GOP’s healthcare plan would screw more people than a simple repeal

Ever since the Affordable Care Act passed in 2010, the GOP has made repealing Obamacare a top priority. To address the devastating consequences for millions of Americans who would no longer be able to afford health insurance, they promised the ACA, upon being repealed, would be replaced with a better plan.

But according to new analysis of the proposed American Healthcare Act by the New York Times on Tuesday, it looks like as destructive as repealing and not replacing Obamacare would be, replacing it with the GOP’s current plan would be even more harmful.

The Congressional Budget Office estimated that roughly 24 million Americans, which is around the population of the state of Texas, will lose their healthcare coverage under the new GOP plan. However, a bill proposed in Congress in 2016 that would have repealed Obamacare without offering a replacement plan would have resulted in 23 million — one million fewer than under the current proposed GOP healthcare plan — losing coverage.

“Getting rid of the major coverage provisions and regulations of Obamacare would cost 23 million Americans their health insurance according to another recent C.B.O. report,” the TimesMargaret Sanger-Katz wrote. “In other words, one million more Americans would have health insurance with a clean repeal than with the Republican replacement plan, according to C.B.O. estimates.”

The GOP’s American Healthcare Act may keep a couple of popular features of the ACA, such as allowing people to stay on their parents’ health insurance until age 26, prohibiting discrimination against people with preexisting health conditions, and, despite defunding Planned Parenthood and all organizations providing abortion, upholding the ACA’s guarantee of key preventative services for women, such as like birth control, STI and HIV screenings.

But in offering massive tax cuts to the wealthy and making critical cuts to Medicaid funding, the American Healthcare Act will hurt roughly 1 million more Americans than repealing and not replacing Obamacare would.

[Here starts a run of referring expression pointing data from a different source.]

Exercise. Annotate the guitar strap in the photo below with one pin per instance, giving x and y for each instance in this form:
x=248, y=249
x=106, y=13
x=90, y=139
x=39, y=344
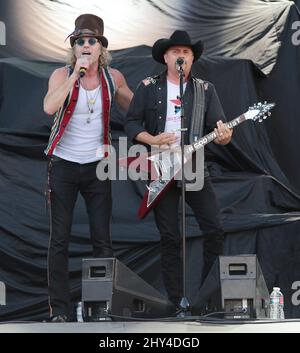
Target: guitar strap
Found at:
x=197, y=122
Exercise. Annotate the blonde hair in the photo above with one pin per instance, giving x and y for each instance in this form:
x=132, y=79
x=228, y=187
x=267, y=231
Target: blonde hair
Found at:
x=104, y=58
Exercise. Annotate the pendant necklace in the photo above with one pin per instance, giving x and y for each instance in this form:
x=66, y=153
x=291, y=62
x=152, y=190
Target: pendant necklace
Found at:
x=91, y=100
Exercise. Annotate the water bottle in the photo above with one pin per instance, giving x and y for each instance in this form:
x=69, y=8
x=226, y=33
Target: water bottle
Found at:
x=276, y=304
x=79, y=310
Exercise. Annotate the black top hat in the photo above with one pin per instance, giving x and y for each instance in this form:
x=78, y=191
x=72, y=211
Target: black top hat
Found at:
x=88, y=25
x=177, y=38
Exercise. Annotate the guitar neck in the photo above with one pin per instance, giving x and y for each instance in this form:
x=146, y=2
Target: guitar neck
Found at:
x=212, y=135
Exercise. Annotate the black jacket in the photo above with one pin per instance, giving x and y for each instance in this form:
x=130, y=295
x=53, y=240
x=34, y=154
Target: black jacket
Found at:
x=148, y=108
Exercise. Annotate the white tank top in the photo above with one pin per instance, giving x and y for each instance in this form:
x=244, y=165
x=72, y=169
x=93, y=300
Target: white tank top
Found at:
x=173, y=118
x=82, y=141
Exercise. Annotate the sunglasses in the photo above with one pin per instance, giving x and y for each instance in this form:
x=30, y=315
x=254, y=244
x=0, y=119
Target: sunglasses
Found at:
x=80, y=41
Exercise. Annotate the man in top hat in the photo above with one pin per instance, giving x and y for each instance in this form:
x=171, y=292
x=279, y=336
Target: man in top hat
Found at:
x=79, y=96
x=153, y=116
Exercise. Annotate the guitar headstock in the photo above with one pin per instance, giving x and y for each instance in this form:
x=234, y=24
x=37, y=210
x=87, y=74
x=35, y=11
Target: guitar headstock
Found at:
x=259, y=111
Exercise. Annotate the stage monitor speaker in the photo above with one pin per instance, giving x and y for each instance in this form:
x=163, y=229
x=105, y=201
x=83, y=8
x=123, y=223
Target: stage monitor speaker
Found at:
x=109, y=289
x=236, y=286
x=2, y=294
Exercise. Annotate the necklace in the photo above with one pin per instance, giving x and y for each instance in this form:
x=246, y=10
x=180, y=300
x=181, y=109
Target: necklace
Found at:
x=91, y=100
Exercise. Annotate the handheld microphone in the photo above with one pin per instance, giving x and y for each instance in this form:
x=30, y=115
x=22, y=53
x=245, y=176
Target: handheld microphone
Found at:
x=83, y=69
x=180, y=61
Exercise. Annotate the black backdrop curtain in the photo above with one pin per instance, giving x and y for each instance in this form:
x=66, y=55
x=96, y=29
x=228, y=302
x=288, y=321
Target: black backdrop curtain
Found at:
x=256, y=179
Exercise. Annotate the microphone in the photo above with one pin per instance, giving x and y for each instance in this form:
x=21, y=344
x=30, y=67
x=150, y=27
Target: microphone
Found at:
x=82, y=71
x=180, y=61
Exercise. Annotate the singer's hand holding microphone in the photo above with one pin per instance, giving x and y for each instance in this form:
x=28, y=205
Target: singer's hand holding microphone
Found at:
x=179, y=62
x=83, y=63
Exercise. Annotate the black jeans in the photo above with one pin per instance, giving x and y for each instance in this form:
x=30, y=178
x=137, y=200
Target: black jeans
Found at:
x=206, y=210
x=66, y=179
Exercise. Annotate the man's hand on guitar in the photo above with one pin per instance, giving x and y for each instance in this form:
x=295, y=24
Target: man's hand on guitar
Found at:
x=223, y=132
x=164, y=139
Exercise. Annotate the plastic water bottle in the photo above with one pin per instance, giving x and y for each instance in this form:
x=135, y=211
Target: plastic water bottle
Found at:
x=276, y=304
x=79, y=310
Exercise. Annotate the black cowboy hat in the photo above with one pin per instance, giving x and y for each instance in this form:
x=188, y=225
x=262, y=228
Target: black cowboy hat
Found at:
x=181, y=38
x=88, y=25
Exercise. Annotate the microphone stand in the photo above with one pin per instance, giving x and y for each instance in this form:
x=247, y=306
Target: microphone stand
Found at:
x=184, y=303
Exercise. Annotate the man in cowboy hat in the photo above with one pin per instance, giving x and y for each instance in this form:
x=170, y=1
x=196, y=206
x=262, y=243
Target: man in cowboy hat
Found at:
x=153, y=116
x=80, y=96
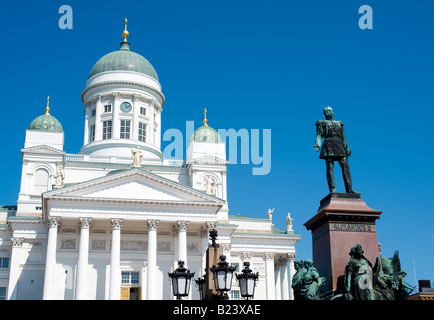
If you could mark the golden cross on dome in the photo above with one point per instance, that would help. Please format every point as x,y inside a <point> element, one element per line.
<point>204,120</point>
<point>125,33</point>
<point>48,104</point>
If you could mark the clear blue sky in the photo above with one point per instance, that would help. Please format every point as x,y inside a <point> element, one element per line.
<point>255,65</point>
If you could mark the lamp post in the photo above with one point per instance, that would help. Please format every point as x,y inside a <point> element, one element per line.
<point>201,284</point>
<point>223,275</point>
<point>247,281</point>
<point>181,280</point>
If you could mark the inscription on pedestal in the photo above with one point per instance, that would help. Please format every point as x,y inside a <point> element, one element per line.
<point>352,227</point>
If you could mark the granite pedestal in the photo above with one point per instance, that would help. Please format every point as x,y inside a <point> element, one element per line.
<point>342,221</point>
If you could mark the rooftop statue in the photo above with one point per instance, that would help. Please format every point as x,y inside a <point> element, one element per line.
<point>334,148</point>
<point>383,281</point>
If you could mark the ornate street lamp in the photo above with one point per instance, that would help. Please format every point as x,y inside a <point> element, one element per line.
<point>223,275</point>
<point>181,280</point>
<point>201,284</point>
<point>247,281</point>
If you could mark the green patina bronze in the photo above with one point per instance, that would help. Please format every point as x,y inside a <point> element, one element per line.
<point>334,148</point>
<point>306,281</point>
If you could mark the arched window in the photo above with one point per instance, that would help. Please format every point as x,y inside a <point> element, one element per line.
<point>40,181</point>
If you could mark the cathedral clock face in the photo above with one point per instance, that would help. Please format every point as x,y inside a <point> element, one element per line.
<point>126,107</point>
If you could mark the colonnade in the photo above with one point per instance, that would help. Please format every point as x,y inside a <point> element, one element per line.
<point>277,282</point>
<point>115,279</point>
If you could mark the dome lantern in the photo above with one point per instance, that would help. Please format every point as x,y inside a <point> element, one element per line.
<point>46,122</point>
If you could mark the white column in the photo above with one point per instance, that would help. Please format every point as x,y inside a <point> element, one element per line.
<point>14,267</point>
<point>98,124</point>
<point>205,241</point>
<point>116,109</point>
<point>50,262</point>
<point>285,282</point>
<point>269,271</point>
<point>115,261</point>
<point>277,280</point>
<point>291,274</point>
<point>152,259</point>
<point>83,259</point>
<point>86,123</point>
<point>182,241</point>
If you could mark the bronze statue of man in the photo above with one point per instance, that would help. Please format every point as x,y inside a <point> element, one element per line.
<point>334,148</point>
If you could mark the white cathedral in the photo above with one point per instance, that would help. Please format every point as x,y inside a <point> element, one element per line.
<point>111,221</point>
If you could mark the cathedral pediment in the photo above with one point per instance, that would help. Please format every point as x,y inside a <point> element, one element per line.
<point>134,185</point>
<point>42,150</point>
<point>208,159</point>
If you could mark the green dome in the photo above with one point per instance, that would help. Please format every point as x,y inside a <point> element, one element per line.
<point>126,60</point>
<point>46,122</point>
<point>206,134</point>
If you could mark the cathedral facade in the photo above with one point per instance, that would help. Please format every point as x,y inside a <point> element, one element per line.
<point>111,221</point>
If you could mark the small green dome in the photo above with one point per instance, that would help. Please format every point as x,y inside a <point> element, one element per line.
<point>206,134</point>
<point>126,60</point>
<point>46,122</point>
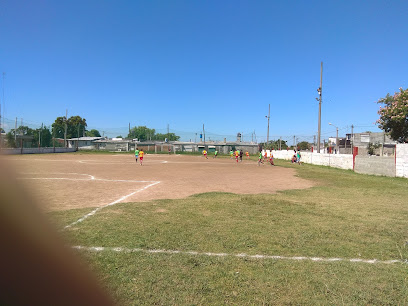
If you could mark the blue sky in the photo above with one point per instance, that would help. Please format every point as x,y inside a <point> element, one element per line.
<point>185,63</point>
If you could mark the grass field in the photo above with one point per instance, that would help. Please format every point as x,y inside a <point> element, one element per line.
<point>145,257</point>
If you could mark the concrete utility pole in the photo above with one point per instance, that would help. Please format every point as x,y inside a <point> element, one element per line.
<point>204,133</point>
<point>319,90</point>
<point>337,138</point>
<point>352,138</point>
<point>15,131</point>
<point>65,133</point>
<point>2,118</point>
<point>269,115</point>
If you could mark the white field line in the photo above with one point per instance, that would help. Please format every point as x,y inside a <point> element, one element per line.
<point>127,162</point>
<point>243,255</point>
<point>78,179</point>
<point>110,204</point>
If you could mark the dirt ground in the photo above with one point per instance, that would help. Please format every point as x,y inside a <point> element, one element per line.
<point>67,181</point>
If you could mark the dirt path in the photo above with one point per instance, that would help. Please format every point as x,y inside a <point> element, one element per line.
<point>66,181</point>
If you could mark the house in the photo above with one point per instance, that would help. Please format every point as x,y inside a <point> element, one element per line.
<point>83,143</point>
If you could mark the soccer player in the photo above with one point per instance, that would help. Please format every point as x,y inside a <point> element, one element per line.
<point>260,158</point>
<point>298,156</point>
<point>271,159</point>
<point>141,153</point>
<point>136,154</point>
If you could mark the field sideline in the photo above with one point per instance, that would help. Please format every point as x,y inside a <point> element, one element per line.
<point>316,236</point>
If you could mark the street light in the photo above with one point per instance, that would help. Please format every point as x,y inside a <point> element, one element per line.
<point>337,136</point>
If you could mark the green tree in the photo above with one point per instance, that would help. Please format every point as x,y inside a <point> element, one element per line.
<point>274,145</point>
<point>21,130</point>
<point>142,133</point>
<point>58,127</point>
<point>75,126</point>
<point>304,145</point>
<point>169,136</point>
<point>46,138</point>
<point>93,133</point>
<point>10,139</point>
<point>394,115</point>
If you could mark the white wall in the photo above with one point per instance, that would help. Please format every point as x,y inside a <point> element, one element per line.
<point>343,161</point>
<point>37,150</point>
<point>401,160</point>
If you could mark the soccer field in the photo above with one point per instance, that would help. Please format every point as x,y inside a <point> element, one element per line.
<point>185,230</point>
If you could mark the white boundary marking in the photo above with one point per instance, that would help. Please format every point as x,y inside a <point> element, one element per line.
<point>110,204</point>
<point>92,178</point>
<point>242,255</point>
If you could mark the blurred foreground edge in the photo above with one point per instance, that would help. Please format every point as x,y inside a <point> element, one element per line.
<point>36,268</point>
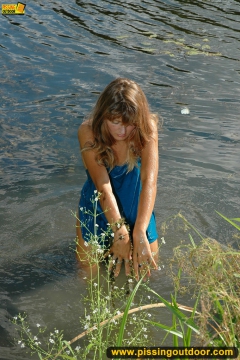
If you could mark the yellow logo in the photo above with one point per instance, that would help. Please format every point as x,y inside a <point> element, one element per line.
<point>13,9</point>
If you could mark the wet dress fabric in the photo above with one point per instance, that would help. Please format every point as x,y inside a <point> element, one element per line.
<point>126,188</point>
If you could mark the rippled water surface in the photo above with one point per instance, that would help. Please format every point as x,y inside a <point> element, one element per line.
<point>55,60</point>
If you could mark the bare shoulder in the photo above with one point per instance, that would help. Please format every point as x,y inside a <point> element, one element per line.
<point>154,126</point>
<point>85,134</point>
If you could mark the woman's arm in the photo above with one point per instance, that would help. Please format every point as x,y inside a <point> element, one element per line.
<point>149,172</point>
<point>120,249</point>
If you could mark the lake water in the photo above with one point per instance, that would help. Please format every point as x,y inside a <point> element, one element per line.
<point>55,60</point>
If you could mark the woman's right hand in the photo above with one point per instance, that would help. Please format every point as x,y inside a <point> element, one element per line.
<point>121,251</point>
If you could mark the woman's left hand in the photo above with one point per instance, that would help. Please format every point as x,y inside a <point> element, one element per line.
<point>142,256</point>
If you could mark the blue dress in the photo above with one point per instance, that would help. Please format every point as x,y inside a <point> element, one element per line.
<point>127,186</point>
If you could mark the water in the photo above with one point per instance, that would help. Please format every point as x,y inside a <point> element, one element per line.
<point>55,60</point>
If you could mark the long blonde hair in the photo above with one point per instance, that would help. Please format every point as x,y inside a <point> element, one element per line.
<point>122,98</point>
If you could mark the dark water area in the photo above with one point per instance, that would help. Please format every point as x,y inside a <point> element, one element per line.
<point>55,60</point>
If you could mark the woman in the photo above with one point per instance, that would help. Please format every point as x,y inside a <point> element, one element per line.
<point>119,147</point>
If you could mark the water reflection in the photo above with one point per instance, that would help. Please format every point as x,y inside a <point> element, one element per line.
<point>55,61</point>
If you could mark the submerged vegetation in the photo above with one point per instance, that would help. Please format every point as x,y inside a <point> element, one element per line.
<point>118,316</point>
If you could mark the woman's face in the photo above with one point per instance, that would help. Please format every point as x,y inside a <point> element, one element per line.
<point>118,130</point>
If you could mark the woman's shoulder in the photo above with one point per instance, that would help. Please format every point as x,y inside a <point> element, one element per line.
<point>85,134</point>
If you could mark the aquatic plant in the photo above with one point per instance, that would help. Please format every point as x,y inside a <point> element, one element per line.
<point>213,274</point>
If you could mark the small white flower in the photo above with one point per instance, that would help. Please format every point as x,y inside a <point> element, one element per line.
<point>163,240</point>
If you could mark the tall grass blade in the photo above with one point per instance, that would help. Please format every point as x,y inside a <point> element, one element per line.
<point>229,220</point>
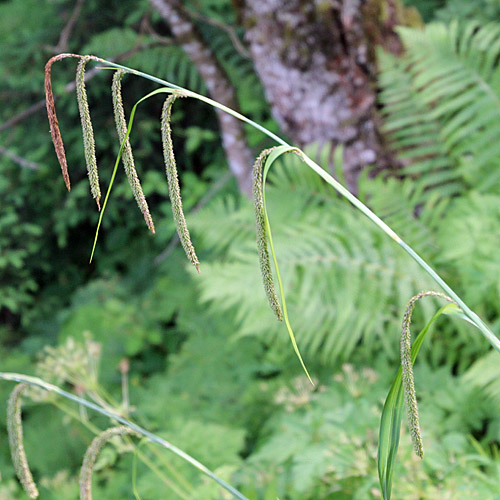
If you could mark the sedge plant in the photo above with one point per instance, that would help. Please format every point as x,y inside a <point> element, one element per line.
<point>403,387</point>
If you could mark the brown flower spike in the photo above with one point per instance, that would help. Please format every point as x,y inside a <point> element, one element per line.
<point>127,156</point>
<point>173,183</point>
<point>16,442</point>
<point>51,113</point>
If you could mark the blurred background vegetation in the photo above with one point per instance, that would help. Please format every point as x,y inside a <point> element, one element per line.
<point>416,89</point>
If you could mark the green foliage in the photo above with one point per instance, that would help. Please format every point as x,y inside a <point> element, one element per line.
<point>442,105</point>
<point>317,260</point>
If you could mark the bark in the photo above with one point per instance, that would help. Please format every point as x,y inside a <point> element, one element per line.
<point>316,60</point>
<point>238,153</point>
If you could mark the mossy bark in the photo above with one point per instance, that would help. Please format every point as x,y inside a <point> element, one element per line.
<point>316,59</point>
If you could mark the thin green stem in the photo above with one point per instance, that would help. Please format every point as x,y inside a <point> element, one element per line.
<point>471,315</point>
<point>36,382</point>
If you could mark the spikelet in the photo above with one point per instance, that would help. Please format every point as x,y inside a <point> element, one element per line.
<point>407,372</point>
<point>173,183</point>
<point>51,113</point>
<point>91,455</point>
<point>16,442</point>
<point>265,263</point>
<point>127,157</point>
<point>88,131</point>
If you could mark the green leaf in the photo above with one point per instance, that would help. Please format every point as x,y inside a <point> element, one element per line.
<point>390,422</point>
<point>276,153</point>
<point>164,90</point>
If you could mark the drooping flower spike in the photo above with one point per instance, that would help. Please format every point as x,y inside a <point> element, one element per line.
<point>127,156</point>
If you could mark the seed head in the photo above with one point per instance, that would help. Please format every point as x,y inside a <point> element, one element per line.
<point>262,248</point>
<point>91,455</point>
<point>127,156</point>
<point>16,442</point>
<point>173,182</point>
<point>407,372</point>
<point>88,131</point>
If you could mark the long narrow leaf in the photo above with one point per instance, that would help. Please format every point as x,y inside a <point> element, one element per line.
<point>392,414</point>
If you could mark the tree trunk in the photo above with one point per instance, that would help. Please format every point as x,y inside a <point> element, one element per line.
<point>239,155</point>
<point>316,60</point>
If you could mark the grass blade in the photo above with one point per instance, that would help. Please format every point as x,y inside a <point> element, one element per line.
<point>164,90</point>
<point>392,414</point>
<point>275,154</point>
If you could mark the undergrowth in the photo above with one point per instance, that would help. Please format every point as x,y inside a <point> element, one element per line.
<point>407,83</point>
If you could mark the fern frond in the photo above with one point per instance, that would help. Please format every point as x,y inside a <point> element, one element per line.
<point>127,156</point>
<point>442,105</point>
<point>342,279</point>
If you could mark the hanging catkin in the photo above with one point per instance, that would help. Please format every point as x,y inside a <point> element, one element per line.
<point>173,183</point>
<point>91,455</point>
<point>88,131</point>
<point>127,156</point>
<point>16,442</point>
<point>407,372</point>
<point>263,251</point>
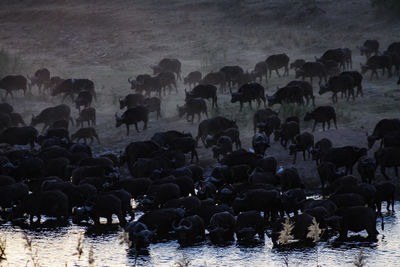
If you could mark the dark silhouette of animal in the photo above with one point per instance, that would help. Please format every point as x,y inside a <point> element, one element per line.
<point>302,142</point>
<point>260,143</point>
<point>53,203</point>
<point>260,70</point>
<point>168,64</point>
<point>339,55</point>
<point>13,83</point>
<point>287,132</point>
<point>70,87</point>
<point>345,156</point>
<point>377,62</point>
<point>153,104</point>
<point>307,89</point>
<point>86,115</point>
<point>214,78</point>
<point>320,149</point>
<point>189,229</point>
<point>133,116</point>
<point>321,115</point>
<point>167,81</point>
<point>222,147</point>
<point>298,63</point>
<point>49,115</point>
<point>84,99</point>
<point>366,168</point>
<point>342,83</point>
<point>41,79</point>
<point>287,94</point>
<point>354,219</point>
<point>357,80</point>
<point>383,127</point>
<point>232,74</point>
<point>204,91</point>
<point>388,157</point>
<point>275,62</point>
<point>247,93</point>
<point>191,107</point>
<point>312,69</point>
<point>369,47</point>
<point>248,224</point>
<point>232,133</point>
<point>19,136</point>
<point>147,84</point>
<point>213,126</point>
<point>85,133</point>
<point>131,101</point>
<point>192,79</point>
<point>222,227</point>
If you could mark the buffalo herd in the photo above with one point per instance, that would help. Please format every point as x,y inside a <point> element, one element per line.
<point>245,195</point>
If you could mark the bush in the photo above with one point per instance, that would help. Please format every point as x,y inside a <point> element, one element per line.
<point>392,6</point>
<point>9,64</point>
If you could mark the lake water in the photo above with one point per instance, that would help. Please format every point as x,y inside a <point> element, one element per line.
<point>57,246</point>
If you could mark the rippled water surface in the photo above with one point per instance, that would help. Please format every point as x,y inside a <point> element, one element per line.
<point>58,247</point>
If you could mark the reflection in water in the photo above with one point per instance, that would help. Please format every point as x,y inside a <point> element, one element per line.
<point>56,246</point>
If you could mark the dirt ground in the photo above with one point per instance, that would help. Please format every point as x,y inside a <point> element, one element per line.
<point>109,41</point>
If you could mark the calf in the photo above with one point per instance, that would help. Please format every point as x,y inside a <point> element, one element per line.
<point>342,83</point>
<point>131,101</point>
<point>85,133</point>
<point>222,147</point>
<point>260,143</point>
<point>275,62</point>
<point>377,62</point>
<point>153,104</point>
<point>321,115</point>
<point>213,126</point>
<point>204,91</point>
<point>312,69</point>
<point>287,132</point>
<point>302,142</point>
<point>88,115</point>
<point>345,156</point>
<point>388,157</point>
<point>133,116</point>
<point>193,78</point>
<point>247,93</point>
<point>193,106</point>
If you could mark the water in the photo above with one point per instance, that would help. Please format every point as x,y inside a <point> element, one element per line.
<point>57,246</point>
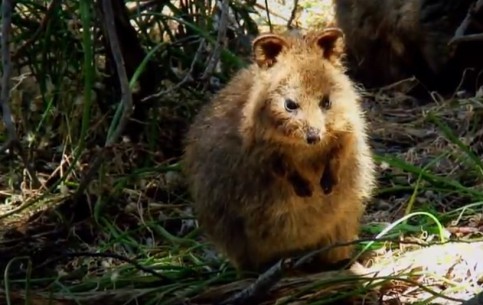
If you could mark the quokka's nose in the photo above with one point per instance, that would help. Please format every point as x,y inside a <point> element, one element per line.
<point>313,136</point>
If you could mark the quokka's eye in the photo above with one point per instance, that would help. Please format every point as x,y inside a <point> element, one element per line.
<point>291,105</point>
<point>325,102</point>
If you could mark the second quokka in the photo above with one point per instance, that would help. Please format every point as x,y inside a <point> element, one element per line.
<point>279,162</point>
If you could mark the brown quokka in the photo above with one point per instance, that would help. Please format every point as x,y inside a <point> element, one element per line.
<point>387,41</point>
<point>279,162</point>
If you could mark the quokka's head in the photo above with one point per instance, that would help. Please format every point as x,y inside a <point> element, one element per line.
<point>301,94</point>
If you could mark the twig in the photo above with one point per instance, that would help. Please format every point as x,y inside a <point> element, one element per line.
<point>268,279</point>
<point>261,286</point>
<point>43,23</point>
<point>7,7</point>
<point>292,15</point>
<point>476,300</point>
<point>12,140</point>
<point>267,10</point>
<point>222,27</point>
<point>185,78</point>
<point>111,255</point>
<point>460,31</point>
<point>126,96</point>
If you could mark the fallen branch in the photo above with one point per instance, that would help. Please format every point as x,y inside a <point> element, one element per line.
<point>185,79</point>
<point>7,7</point>
<point>293,14</point>
<point>12,141</point>
<point>222,27</point>
<point>126,97</point>
<point>270,278</point>
<point>43,23</point>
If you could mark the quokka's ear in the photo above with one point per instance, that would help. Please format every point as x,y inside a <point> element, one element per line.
<point>330,40</point>
<point>266,48</point>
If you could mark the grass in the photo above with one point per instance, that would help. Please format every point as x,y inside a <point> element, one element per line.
<point>132,239</point>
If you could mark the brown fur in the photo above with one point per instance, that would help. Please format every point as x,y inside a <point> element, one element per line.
<point>260,191</point>
<point>394,39</point>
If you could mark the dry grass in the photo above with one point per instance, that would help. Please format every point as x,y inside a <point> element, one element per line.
<point>137,215</point>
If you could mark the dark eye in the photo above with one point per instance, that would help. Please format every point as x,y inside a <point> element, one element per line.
<point>325,103</point>
<point>290,105</point>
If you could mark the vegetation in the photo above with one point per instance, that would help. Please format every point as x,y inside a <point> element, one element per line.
<point>94,207</point>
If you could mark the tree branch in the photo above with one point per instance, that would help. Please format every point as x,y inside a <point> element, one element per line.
<point>12,141</point>
<point>126,96</point>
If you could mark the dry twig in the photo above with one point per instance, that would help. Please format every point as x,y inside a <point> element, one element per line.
<point>7,7</point>
<point>126,96</point>
<point>53,5</point>
<point>185,79</point>
<point>293,14</point>
<point>222,27</point>
<point>12,140</point>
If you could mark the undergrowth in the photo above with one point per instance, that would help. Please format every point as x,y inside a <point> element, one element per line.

Despite enthusiastic endorsement from the White House, which has gone so far as to threaten Republicans who don’t vote for repealing Obamacare with the possibility of losing their seats, the proposed replacement plan is not only loathed by Democrats, but also scorned by conservatives who argue that it doesn’t go far enough.

The American Healthcare Act may face an uphill battle, but as this report by the Times reveals that even if Obamacare is repealed and the American Healthcare Act is not immediately enacted, Americans would, as a whole, be slightly better off.